We all go back to our bed
and crawl under the covers. Auggie isn’t getting warm enough, so we lay with a heating pad. He finally warms up. He latches right on,
I push once and the placenta comes out. I never tore! I never got hemorrhoids! Thanks for having me hold him steady Cindi. You’re amazing!
My mom gets there and brings Benji in. He has a mixed reaction, really just wants me. Brian and I talk to him gently and he’s obviously overwhelmed but he is happy.
Cindi weighs and measures him. 8 pounds, 7 ounces. My mom just wants to hold and hold Auggie. It’s so sweet. Brian feeds me my stuffed peppers as Auggie nurses.
Annette and Sarah are there, popping in only when necessary. Helping Auggie stay warm, cleaning me up, checking our vitals. Annette got me in the shower. That was amazing! They did all the laundry, we used a lot of towels.
All three of them were like that, just there when we needed them. When you witness the synergy of a good team, it’s truly moving. They all knew what to do when without a lot of direction. And that’s really it. They left and our family was a little bit bigger.
I have a hard time describing the birth the way people want to hear. They are disappointed. It’s a boring story. I end up saying, “we watched Caddyshack, I pushed, he was born.” Did it hurt? “Nothing I couldn’t handle.” Then I say my excuse, “my back is shot, so I’m used to a lot of pain.”
I don’t really want to make that excuse anymore. It was non-eventful. That’s what you want for your birth! Hooray for my boring story! Yay!

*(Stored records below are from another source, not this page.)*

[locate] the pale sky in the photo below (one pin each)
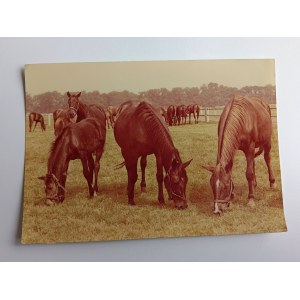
(141, 76)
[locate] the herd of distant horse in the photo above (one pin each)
(141, 130)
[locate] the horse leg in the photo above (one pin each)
(131, 166)
(267, 157)
(250, 154)
(97, 168)
(86, 172)
(255, 182)
(91, 166)
(160, 179)
(143, 167)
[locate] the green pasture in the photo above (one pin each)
(109, 217)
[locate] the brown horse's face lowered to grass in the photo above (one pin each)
(175, 183)
(222, 187)
(53, 189)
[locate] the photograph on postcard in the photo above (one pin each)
(153, 149)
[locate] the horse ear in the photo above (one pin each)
(208, 168)
(174, 163)
(186, 164)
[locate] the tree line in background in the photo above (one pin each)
(209, 95)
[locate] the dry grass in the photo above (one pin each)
(109, 217)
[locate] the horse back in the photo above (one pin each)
(137, 127)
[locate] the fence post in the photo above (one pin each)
(206, 115)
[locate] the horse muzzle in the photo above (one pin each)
(220, 207)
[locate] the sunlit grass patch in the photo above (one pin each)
(109, 217)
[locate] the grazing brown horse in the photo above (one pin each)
(82, 111)
(193, 109)
(245, 124)
(181, 114)
(77, 141)
(140, 131)
(171, 111)
(37, 118)
(60, 123)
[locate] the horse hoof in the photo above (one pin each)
(251, 203)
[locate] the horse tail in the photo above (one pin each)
(259, 152)
(119, 166)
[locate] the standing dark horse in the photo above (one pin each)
(140, 131)
(181, 114)
(37, 118)
(245, 124)
(171, 111)
(194, 110)
(111, 114)
(77, 141)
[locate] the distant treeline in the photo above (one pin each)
(208, 95)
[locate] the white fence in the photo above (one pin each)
(207, 114)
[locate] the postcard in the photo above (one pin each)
(154, 149)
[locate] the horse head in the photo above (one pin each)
(73, 103)
(175, 183)
(222, 187)
(53, 189)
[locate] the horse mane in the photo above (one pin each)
(234, 118)
(155, 128)
(54, 151)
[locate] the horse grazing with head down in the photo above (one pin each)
(245, 124)
(77, 141)
(140, 131)
(81, 110)
(37, 118)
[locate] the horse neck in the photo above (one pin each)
(82, 112)
(58, 161)
(229, 144)
(169, 152)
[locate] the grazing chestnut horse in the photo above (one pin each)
(171, 111)
(37, 118)
(60, 123)
(61, 118)
(193, 109)
(140, 131)
(245, 124)
(81, 111)
(77, 141)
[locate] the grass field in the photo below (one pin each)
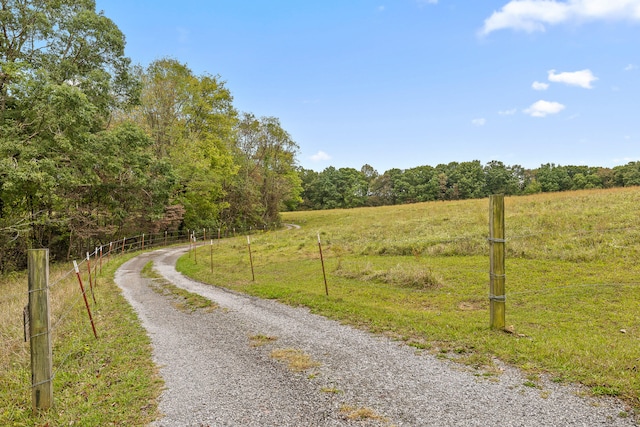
(419, 273)
(108, 381)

I was diligently cared for by my husband for most of my labor. We talked all day long, about so many things. We did this before kids but we never truly cherished those moments like we did as I laid on that couch, laboring through the day. We love our quiet snippets of time together and that day we got hours. In a row. Of peace and conversation.

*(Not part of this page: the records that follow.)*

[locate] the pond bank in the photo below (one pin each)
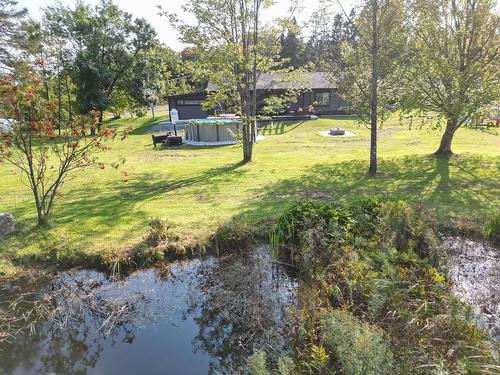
(474, 273)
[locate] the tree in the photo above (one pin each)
(328, 31)
(455, 62)
(235, 50)
(33, 145)
(104, 42)
(11, 21)
(152, 74)
(369, 66)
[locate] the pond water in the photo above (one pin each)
(474, 273)
(193, 317)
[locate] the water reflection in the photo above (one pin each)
(200, 317)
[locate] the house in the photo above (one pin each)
(320, 92)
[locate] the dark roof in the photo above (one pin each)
(283, 81)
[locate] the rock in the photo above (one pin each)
(6, 224)
(337, 131)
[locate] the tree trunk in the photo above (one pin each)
(99, 124)
(373, 94)
(59, 94)
(445, 145)
(247, 142)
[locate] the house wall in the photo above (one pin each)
(194, 111)
(305, 99)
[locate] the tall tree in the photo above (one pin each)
(292, 45)
(369, 66)
(151, 75)
(455, 56)
(235, 51)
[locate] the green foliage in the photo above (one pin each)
(101, 59)
(257, 363)
(359, 348)
(233, 235)
(376, 49)
(286, 366)
(441, 76)
(378, 260)
(408, 228)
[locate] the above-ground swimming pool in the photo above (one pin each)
(212, 131)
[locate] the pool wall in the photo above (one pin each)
(223, 132)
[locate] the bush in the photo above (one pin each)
(160, 233)
(359, 348)
(257, 364)
(160, 243)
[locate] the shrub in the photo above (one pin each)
(407, 227)
(358, 347)
(257, 363)
(161, 242)
(232, 235)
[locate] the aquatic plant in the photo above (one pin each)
(360, 348)
(491, 227)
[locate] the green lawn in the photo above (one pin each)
(198, 188)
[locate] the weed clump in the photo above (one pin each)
(160, 243)
(491, 228)
(231, 236)
(360, 348)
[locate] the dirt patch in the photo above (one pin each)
(474, 271)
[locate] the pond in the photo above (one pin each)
(474, 273)
(193, 317)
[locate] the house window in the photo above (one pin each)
(321, 98)
(188, 101)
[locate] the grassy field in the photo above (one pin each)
(198, 188)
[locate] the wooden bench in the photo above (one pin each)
(160, 138)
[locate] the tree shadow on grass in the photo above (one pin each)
(466, 185)
(145, 127)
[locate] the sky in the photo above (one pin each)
(148, 9)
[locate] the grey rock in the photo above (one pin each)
(6, 224)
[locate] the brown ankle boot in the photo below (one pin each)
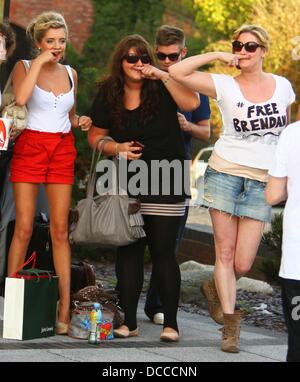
(231, 332)
(209, 290)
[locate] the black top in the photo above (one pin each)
(162, 139)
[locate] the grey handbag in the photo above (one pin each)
(106, 220)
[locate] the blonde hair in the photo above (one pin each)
(260, 33)
(43, 22)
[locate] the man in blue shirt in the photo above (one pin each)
(170, 48)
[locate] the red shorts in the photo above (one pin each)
(43, 158)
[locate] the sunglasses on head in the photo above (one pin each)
(134, 58)
(172, 56)
(250, 46)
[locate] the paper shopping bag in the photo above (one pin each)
(30, 306)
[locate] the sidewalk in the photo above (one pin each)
(200, 342)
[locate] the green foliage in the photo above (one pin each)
(273, 239)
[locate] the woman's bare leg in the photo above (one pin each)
(249, 236)
(25, 195)
(225, 236)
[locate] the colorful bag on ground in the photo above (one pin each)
(30, 303)
(106, 220)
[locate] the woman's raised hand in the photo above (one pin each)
(230, 58)
(84, 123)
(151, 72)
(45, 57)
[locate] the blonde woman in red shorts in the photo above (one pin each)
(45, 151)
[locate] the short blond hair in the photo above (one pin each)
(38, 27)
(260, 33)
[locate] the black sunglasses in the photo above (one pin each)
(250, 46)
(172, 56)
(134, 58)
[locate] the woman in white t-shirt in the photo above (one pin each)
(284, 183)
(255, 108)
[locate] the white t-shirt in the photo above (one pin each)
(48, 112)
(287, 164)
(250, 130)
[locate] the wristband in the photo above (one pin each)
(166, 80)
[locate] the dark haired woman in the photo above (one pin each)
(255, 108)
(131, 106)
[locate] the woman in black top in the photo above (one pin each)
(131, 106)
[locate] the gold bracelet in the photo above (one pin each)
(166, 80)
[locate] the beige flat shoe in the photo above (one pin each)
(61, 328)
(169, 336)
(124, 332)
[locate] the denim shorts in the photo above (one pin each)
(236, 195)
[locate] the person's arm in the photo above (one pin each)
(185, 71)
(199, 130)
(23, 82)
(276, 190)
(185, 99)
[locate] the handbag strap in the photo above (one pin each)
(32, 259)
(92, 173)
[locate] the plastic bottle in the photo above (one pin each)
(93, 327)
(97, 308)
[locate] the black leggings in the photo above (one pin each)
(161, 234)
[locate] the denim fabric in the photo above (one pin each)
(236, 195)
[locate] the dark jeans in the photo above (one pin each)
(291, 308)
(5, 157)
(153, 302)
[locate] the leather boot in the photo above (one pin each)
(231, 332)
(209, 290)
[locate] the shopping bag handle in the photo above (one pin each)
(32, 259)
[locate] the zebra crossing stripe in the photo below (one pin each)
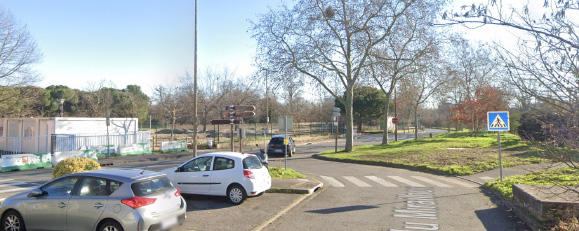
(357, 182)
(432, 182)
(332, 181)
(381, 181)
(13, 184)
(405, 181)
(14, 190)
(457, 182)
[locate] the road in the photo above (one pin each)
(355, 197)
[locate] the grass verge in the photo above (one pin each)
(561, 176)
(285, 173)
(460, 153)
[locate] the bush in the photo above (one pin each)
(73, 165)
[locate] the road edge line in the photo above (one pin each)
(296, 202)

My midwife came for the last hour and a half. She was wonderfully hands-off, allowing our beautiful experience to truly be ours. We did not need her until she was there. A truly synergistic experience.
The birth of August James Burger was more about me than him. I’m not embarrassed of that. It filled me with enough strength to care for my two sons with grace and humility. It humbled me to labor as my Mamaw did in that ramshackle place down the river from the Gulf that feeds the bay, that feeds those pelicans I looked out that morning. Brian even drew me an axe and put it under our couch.